Any idea of what the problem might be? I think it's probably that the file I used for the -r argument of the re-ranker train.py script might be different to the one you used because of the preprocessing. I also trained my own BPE model and my own embeddings. As you can see in the error excerpt, right now I'm trying to train using only eo features, if that matters.

Thank you in advance, and thank you for making your code open too. It's very helpful.

Edit: nevermind, it was my fault because I forgot I shuffled the dev sentences when preprocessing them. Thank you anyway and sorry!

Edit 2: closed too early because I thought it was just a stupid mistake but the problem persists... should the m2 file not include the annotations?
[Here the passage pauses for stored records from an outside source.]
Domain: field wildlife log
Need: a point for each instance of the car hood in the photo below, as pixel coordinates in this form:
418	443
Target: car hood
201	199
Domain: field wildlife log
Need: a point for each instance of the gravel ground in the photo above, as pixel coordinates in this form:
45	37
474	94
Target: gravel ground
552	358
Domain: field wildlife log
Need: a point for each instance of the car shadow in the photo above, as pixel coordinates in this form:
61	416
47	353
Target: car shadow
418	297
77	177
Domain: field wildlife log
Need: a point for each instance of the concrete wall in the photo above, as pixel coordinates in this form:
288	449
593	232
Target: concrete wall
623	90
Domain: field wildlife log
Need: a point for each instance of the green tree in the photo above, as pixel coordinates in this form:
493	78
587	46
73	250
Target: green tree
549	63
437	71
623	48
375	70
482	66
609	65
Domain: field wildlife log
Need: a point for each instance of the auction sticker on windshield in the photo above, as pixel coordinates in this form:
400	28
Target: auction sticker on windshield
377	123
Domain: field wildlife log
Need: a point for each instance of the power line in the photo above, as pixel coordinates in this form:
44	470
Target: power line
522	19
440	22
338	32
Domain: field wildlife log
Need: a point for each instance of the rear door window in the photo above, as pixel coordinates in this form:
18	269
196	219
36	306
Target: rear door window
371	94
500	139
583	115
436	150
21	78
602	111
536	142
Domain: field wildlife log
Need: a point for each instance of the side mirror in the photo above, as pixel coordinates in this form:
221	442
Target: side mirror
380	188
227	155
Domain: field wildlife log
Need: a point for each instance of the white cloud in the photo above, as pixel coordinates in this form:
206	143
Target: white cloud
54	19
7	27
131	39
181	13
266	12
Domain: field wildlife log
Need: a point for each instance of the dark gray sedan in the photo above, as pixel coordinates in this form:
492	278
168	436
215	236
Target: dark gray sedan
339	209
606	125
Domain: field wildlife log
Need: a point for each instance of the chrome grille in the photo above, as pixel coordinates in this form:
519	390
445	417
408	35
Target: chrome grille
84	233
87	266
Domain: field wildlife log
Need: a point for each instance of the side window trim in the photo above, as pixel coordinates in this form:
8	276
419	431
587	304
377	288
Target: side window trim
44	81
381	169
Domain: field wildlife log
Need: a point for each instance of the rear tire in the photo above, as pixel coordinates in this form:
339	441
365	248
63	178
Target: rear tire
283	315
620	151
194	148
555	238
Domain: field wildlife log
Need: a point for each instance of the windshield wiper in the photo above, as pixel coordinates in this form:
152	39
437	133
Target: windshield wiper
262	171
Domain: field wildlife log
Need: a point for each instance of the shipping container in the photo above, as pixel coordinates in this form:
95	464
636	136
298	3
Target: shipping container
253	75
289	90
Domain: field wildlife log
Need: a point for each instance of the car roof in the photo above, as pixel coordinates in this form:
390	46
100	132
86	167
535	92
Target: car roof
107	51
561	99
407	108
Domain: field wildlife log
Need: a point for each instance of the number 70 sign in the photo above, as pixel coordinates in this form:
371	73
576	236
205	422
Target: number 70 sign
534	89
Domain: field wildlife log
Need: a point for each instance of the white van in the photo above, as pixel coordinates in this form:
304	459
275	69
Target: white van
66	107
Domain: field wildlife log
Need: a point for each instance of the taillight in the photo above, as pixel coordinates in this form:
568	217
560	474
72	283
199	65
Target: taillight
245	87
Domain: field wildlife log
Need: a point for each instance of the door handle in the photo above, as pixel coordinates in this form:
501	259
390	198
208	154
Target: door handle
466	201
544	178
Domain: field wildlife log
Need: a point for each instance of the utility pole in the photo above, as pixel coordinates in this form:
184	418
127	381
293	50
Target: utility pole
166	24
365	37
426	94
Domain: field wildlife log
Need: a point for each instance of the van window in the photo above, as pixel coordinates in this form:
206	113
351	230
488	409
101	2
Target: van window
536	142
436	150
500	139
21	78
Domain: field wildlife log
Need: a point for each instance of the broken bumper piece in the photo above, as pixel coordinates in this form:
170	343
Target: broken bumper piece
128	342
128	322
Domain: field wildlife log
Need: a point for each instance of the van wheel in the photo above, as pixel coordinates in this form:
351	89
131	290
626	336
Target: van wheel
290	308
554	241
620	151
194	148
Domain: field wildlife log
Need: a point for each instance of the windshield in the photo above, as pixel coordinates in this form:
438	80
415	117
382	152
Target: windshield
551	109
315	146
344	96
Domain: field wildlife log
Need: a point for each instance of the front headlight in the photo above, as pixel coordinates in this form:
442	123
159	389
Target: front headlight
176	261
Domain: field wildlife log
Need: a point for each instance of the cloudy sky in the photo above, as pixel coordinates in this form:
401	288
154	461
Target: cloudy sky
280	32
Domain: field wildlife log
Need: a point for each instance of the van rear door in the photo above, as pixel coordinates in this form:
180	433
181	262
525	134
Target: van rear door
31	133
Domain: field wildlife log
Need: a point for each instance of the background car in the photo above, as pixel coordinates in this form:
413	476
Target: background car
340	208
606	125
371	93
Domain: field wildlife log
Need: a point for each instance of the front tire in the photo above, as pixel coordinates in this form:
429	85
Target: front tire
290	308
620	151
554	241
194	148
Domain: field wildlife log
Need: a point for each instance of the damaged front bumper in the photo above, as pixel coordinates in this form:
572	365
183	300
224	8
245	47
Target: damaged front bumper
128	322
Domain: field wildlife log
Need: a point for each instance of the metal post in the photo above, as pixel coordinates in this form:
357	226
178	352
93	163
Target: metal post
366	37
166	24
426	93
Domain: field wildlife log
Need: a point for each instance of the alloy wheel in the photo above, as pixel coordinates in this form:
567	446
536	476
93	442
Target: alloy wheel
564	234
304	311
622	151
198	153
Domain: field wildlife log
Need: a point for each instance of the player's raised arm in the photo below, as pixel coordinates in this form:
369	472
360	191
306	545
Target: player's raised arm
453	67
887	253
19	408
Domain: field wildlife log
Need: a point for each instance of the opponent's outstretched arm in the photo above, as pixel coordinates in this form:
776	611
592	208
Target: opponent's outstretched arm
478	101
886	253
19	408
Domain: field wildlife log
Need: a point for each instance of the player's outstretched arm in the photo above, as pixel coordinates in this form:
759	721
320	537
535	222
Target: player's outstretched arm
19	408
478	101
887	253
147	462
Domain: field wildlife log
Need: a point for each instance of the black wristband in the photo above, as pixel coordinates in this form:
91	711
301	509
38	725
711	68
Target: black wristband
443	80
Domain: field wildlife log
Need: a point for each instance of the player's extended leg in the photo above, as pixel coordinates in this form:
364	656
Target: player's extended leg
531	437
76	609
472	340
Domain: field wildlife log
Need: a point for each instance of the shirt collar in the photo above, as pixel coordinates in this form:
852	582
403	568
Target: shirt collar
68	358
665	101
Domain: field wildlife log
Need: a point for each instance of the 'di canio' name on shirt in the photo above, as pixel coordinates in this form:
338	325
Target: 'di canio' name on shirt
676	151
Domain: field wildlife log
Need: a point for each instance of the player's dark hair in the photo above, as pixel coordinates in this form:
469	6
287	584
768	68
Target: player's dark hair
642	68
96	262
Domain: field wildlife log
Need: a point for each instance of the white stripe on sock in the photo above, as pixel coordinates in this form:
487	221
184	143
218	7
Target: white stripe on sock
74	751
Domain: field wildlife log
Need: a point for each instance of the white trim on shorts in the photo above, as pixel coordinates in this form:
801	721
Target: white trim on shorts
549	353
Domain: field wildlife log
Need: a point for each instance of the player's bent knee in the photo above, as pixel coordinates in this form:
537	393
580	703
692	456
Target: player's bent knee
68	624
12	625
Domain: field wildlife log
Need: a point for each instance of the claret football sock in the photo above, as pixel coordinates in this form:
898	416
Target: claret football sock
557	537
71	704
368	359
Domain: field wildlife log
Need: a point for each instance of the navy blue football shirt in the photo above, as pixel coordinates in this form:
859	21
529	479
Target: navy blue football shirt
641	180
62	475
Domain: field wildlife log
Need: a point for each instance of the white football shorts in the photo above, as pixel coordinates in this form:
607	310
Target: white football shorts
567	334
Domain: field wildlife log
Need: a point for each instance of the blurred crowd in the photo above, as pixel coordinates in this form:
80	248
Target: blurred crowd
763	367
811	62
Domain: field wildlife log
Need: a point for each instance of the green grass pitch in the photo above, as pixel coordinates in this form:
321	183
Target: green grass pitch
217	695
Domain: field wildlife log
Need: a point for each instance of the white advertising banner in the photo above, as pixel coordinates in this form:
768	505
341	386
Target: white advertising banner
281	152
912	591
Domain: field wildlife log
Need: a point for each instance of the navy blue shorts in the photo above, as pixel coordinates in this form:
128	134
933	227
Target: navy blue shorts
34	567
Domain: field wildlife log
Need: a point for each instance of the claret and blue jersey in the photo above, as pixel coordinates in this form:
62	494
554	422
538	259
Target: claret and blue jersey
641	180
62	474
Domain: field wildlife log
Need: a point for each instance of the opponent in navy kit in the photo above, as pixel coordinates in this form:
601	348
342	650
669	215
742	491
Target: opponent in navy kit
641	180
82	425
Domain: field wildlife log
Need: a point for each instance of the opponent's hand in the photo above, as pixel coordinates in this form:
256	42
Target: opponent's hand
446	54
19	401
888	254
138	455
shamilcm commented 5 years ago

If you are training the re-ranker with M2 metric, you need to use an M2 format file (released with CoNLL-2014 & 2013 test sets). This is similar to how dev.m2 prepared by the released scripts looks like (format is available in the README.md https://github.com/nusnlp/m2scorer). The reason for "Levenshtein distance" error while training is because we use an external implementation of M2 in Moses framework for training, which skips distance source/target sentences possibly for efficiency reasons and prints the error you got. Alternatively, we've recently implemented and released another version of n-best reranker (https://github.com/nusnlp/crosentgec/blob/master/tools/nbest-reranker/) that has an in-built M2 implementation that does not skip sentence pairs and can compute M2 efficiently. We noticed this may slightly improve results also.